- Is there a set answer/method for the Computer Science pre-release tasks?
- What are the software requirements for IGCSE Computer Science?
- When will the pre-release material for IGCSE Computer Science be available and how do I access it?
- What programming language should students use?
- For this syllabus (last examination in 2022) how many bytes are there in a KB?
- For the new syllabus (first examined in 2023) when candidates are asked to perform calculations or conversions as part of their answer?
- Input and output devices - for the new syllabus first examined in 2023, are candidates still expected to know how each device physically functions as it is with the current syllabus last examined in 2022?
The pre-release tasks are open ended to allow more-able students to expand their program or programs. They can also be interpreted in different ways, as there is no one single solution to the tasks. The purpose of the tasks is to allow students to develop their problem solving and programming skills, to create a suitable solution(s) to the tasks. As you will see in the Mark Schemes of previous papers, the answers shown are only one example of a suitable solution. Please be aware that the pre-release tasks are live examination material so we are not in a position to answer specific queries relating to them.

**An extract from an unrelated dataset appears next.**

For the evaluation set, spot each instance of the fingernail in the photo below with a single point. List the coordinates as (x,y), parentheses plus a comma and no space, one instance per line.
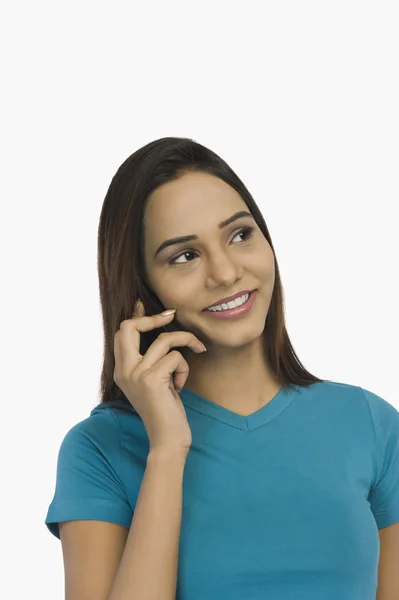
(168,312)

For Cambridge IGCSE Computer Science students must have experience of using a high-level programming language, such as Visual Basic, Pascal/Delphi or Python (chosen by the school).
From 2023 onward pre-release materials are no longer required for IGCSE Computer Science (0478) and IGCSE 9-1 Computer Science (0984).
This is outlined in the ‘Changes to this syllabus for 2023, 2024 and 2025’ section at the back of the 2023 – 2025 syllabus document for each subject.
Centres are free to use any high-level procedural language of their choice, the ones mentioned in the syllabuses are just the most popular choices. The choice is normally down to the experience of the candidate or teacher’s experience in teaching the language to candidates. The pre-release can be undertaken in any high-level procedural programming language, again the choice is down to the centre/candidate. We would recommend that candidates learn a full high-level procedural language such as Python or Visual Basic, so that they have good foundations for their future coding and are able to understand programming code questions within Paper 2.
Candidates should be taught to use the division/multiplier of 1024 for the IGCSE Computer Science syllabuses. However, in the examination, where candidates do not have access to a calculator, candidates are permitted to use division/multiplication by 1000 in their examination calculations.
Candidates should be taught to use the division/multiplier of 1000 and 1024 at the appropriate time for the IGCSE Computer Science syllabuses.
Candidates will be told which suffix to use, for example an answer must be in KB or KiB. If they are told KiB then they will need to use 1024. If they are told KB then they will need to use 1000.
Input and output devices - for the new syllabus first examined in 2023, are candidates still expected to know how each device physically functions as it is with the current syllabus last examined in 2022?
For the current syllabus last examined in 2022, candidates need to know how each device operates. For example, how does an input device scan a barcode and convert it to digital?
However, for the new syllabus first examined in 2023, candidates only need to understand what each device does, why it does it, and when it might need to be used, but not how it physically functions.